Code accompanying the paper "A graph-based learning approach to predict the effects of gene perturbations on molecular phenotypes" by Jin et al.
Legend: `/` = directory, no suffix = file
├──Datasets/
├──Influenza/
├──split_feature_group/
├──split_subgraph/
├──other data files
├──SREBP2/
├──split_feature_group/
├──split_subgraph/
├──other data files
├──LDLR/
├──split_feature_group/
├──split_subgraph/
├──other data files
├──Mitomics/
├──split_feature_group/
├──split_subgraph/
├──other data files
├──targets/ (target list for each phenotype)
├──Raw/
├──cellular-localization/ (celltype-specific protein abundance)
├──{phenotype}/ (instance list for each phenotype)
├──go_embedding_64.csv
├──subcellular-localization.csv
├──uniprot_reactome_hpa_merged_stringid.csv (raw file for subcellular localization)
├──config/ (tuned hyperparameters for each model for each phenotype for each fold for each subset)
├──Code/
├──Dataset/
├──Figures/
├──Plot/
├──{phenotype}/ (Files necessary for feature importance replication)
├──Transfer_tuned/ (Files for transfer learning replication)
- necessary packages are listed in file environment.yml
-
In this paper we collect four phenotypes as well as four machine learning methods, each phenotype and method has its own abbreviation in the script name.

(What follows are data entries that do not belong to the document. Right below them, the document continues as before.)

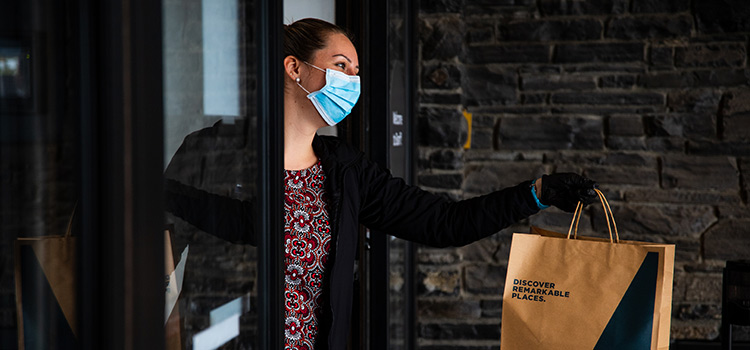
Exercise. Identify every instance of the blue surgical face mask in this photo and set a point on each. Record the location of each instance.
(337, 98)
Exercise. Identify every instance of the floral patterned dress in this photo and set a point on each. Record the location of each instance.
(307, 236)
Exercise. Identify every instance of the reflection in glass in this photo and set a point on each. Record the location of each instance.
(39, 167)
(210, 138)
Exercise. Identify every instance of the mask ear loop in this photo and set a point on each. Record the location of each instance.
(300, 85)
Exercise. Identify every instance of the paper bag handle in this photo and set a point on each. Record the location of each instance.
(69, 231)
(607, 214)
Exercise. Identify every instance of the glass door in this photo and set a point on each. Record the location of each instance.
(222, 174)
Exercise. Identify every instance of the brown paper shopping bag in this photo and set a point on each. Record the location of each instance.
(46, 290)
(173, 326)
(570, 292)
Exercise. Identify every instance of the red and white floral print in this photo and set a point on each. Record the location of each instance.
(307, 236)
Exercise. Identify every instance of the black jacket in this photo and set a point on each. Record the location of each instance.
(361, 192)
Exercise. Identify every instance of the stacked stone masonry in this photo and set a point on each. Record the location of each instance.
(650, 98)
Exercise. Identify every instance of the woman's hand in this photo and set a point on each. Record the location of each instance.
(565, 190)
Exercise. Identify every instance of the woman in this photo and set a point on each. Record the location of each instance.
(331, 189)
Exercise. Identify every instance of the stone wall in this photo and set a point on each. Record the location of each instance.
(647, 97)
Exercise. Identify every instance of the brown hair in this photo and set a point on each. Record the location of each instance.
(302, 38)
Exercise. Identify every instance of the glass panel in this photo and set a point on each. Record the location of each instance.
(211, 171)
(39, 161)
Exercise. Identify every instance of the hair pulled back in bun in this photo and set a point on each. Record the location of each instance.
(302, 38)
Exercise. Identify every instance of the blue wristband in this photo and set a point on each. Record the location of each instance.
(536, 199)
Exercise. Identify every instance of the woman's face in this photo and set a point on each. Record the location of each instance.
(339, 54)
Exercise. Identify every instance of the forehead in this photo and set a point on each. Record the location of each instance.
(338, 44)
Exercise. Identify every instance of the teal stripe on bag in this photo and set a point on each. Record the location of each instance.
(631, 325)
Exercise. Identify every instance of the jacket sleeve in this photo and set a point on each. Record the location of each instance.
(408, 212)
(224, 217)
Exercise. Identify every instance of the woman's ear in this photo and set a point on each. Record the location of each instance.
(292, 67)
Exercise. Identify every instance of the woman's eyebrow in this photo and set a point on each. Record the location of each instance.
(347, 58)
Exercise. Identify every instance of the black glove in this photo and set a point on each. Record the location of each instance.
(565, 190)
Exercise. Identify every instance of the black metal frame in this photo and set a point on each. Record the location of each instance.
(368, 20)
(269, 15)
(121, 215)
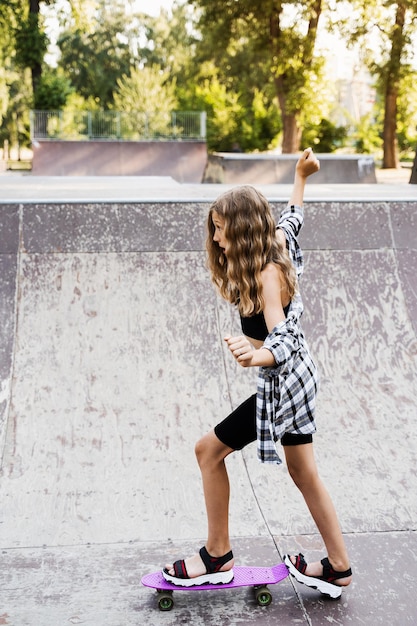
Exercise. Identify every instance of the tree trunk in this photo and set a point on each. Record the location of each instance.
(390, 148)
(36, 69)
(291, 134)
(290, 118)
(391, 158)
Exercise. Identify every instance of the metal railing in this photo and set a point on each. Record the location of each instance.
(117, 125)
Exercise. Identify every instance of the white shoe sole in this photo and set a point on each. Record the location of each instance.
(327, 589)
(220, 578)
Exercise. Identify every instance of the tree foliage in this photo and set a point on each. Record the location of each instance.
(273, 43)
(252, 66)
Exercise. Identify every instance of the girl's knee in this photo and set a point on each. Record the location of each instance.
(209, 449)
(303, 477)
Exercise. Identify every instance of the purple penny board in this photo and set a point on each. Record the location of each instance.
(258, 577)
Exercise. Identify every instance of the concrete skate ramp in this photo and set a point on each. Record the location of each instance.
(112, 365)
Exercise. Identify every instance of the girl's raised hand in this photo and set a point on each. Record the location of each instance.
(307, 164)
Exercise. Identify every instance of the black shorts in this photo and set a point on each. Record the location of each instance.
(239, 428)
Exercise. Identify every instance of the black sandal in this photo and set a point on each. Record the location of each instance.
(213, 575)
(325, 583)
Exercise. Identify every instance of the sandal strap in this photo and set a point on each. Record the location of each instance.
(214, 564)
(300, 563)
(330, 574)
(180, 570)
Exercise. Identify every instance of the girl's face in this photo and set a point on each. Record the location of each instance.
(219, 236)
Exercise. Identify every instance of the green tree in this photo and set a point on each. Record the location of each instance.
(148, 95)
(96, 57)
(273, 42)
(384, 31)
(31, 40)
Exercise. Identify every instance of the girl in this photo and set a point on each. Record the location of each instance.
(256, 266)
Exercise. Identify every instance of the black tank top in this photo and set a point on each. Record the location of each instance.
(255, 325)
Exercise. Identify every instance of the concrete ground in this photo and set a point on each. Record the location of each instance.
(112, 365)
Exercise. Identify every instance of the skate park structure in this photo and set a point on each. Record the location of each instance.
(112, 365)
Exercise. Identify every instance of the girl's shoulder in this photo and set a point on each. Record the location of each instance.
(271, 274)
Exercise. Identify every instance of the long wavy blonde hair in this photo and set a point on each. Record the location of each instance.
(250, 231)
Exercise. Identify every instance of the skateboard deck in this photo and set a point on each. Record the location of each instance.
(256, 577)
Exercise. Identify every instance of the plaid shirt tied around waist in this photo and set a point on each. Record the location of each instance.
(286, 392)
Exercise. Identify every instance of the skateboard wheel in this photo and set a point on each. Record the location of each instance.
(165, 601)
(263, 596)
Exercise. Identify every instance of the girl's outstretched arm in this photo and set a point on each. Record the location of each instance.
(306, 165)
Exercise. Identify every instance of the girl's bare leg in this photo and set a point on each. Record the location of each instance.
(303, 470)
(211, 453)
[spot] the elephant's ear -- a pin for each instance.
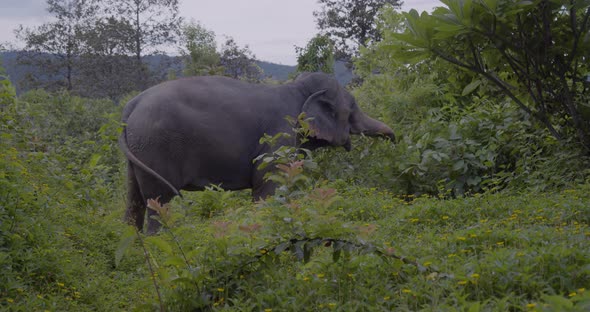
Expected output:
(322, 113)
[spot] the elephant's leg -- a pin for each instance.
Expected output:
(135, 213)
(152, 188)
(153, 224)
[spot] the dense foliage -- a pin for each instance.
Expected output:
(534, 52)
(317, 55)
(351, 23)
(477, 206)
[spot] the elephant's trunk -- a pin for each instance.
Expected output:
(363, 124)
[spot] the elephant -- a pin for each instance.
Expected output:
(193, 132)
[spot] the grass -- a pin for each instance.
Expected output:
(491, 252)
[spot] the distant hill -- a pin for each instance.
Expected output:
(162, 64)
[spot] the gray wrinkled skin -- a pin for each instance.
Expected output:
(192, 132)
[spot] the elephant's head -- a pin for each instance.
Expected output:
(334, 112)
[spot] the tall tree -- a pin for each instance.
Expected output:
(240, 63)
(55, 46)
(317, 55)
(351, 23)
(106, 65)
(199, 51)
(154, 22)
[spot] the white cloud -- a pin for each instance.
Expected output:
(271, 28)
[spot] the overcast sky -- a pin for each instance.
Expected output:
(271, 28)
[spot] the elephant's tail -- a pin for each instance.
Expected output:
(125, 148)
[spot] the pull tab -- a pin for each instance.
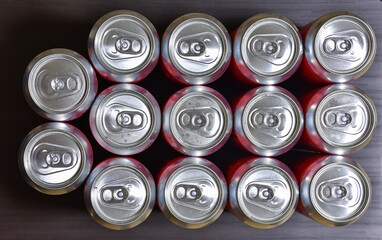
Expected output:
(273, 48)
(342, 192)
(198, 194)
(201, 47)
(267, 194)
(275, 122)
(349, 118)
(346, 45)
(121, 117)
(121, 44)
(204, 121)
(51, 158)
(53, 86)
(122, 194)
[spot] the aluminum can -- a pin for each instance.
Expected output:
(125, 119)
(267, 49)
(196, 49)
(55, 158)
(268, 121)
(263, 192)
(123, 46)
(339, 119)
(192, 192)
(339, 47)
(197, 121)
(334, 190)
(120, 193)
(60, 84)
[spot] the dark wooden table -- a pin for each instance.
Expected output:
(30, 27)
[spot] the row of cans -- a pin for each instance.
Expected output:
(192, 192)
(125, 119)
(267, 49)
(196, 49)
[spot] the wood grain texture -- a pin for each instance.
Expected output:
(30, 27)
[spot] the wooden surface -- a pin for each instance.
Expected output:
(30, 27)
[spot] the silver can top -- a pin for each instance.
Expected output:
(196, 49)
(125, 119)
(345, 118)
(343, 44)
(265, 191)
(267, 48)
(270, 120)
(120, 193)
(198, 120)
(60, 84)
(192, 192)
(55, 158)
(124, 46)
(340, 192)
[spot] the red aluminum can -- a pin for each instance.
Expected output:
(267, 49)
(338, 47)
(196, 49)
(191, 192)
(339, 119)
(268, 121)
(334, 190)
(263, 192)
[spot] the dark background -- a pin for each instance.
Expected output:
(30, 27)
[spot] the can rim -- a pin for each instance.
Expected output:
(320, 70)
(196, 79)
(132, 164)
(259, 78)
(240, 173)
(82, 173)
(306, 185)
(87, 98)
(181, 163)
(151, 135)
(242, 135)
(168, 111)
(114, 75)
(311, 115)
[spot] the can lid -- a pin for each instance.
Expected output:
(266, 194)
(340, 192)
(198, 45)
(193, 194)
(121, 192)
(56, 158)
(345, 118)
(272, 120)
(122, 44)
(125, 119)
(269, 47)
(200, 120)
(60, 82)
(344, 44)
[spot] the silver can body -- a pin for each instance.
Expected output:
(267, 49)
(197, 121)
(192, 192)
(55, 158)
(120, 193)
(334, 190)
(125, 119)
(339, 119)
(196, 49)
(268, 121)
(263, 192)
(60, 84)
(339, 47)
(123, 46)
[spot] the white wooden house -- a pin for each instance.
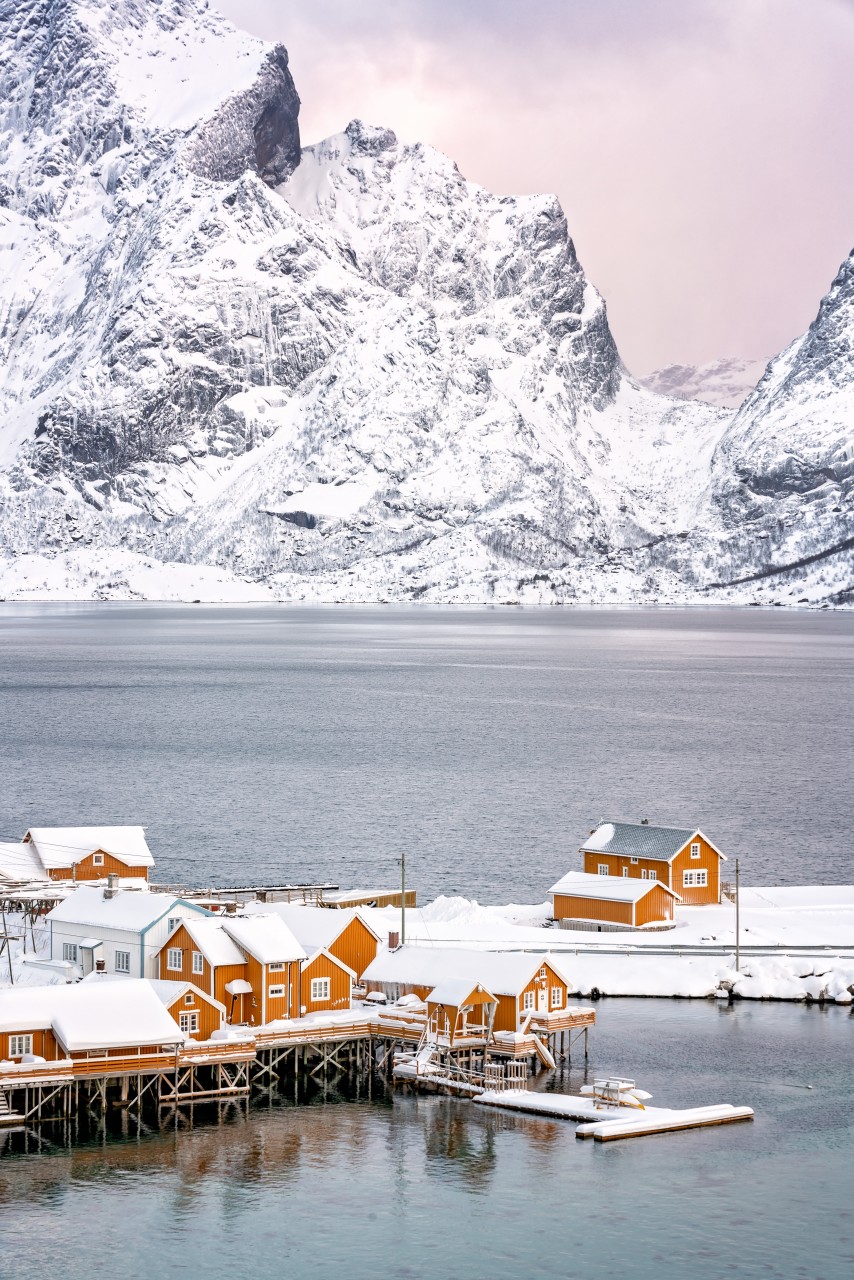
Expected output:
(126, 928)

Cholesterol homeostasis ── SREBP2
Cholesterol uptake ── LDLR
Influenza A virus replication ── Influenza
Mitochondrial protein abundance ── Mitomics
Logistic Regression ── LR
Random Forest ── RF
XGBoost ── XGB
Neural Network ── NN -
To replicate Figure 2 and 3 for a phenotype, run base_{phenotype}. e.g. For phenotype cholesterol uptake, run base_LDLR.py
-
To replicate Figure 4, first run feature_subgraph_{phenotype}.py for each phenotype, then run Feature_importance.ipynb.
-
To replicate Figure 5, first run feature_feature_group_{phenotype}.py for each phenotype, then run Feature_importance.ipynb.
-
For phenotype Mitochondrial protein abundance, feature_Mitomics.py would generate files for both Figure 4 and 5.
-
To replicate Figure 6, first run Transfer_{ML-method}.py, then run Transfer_learning.ipynb.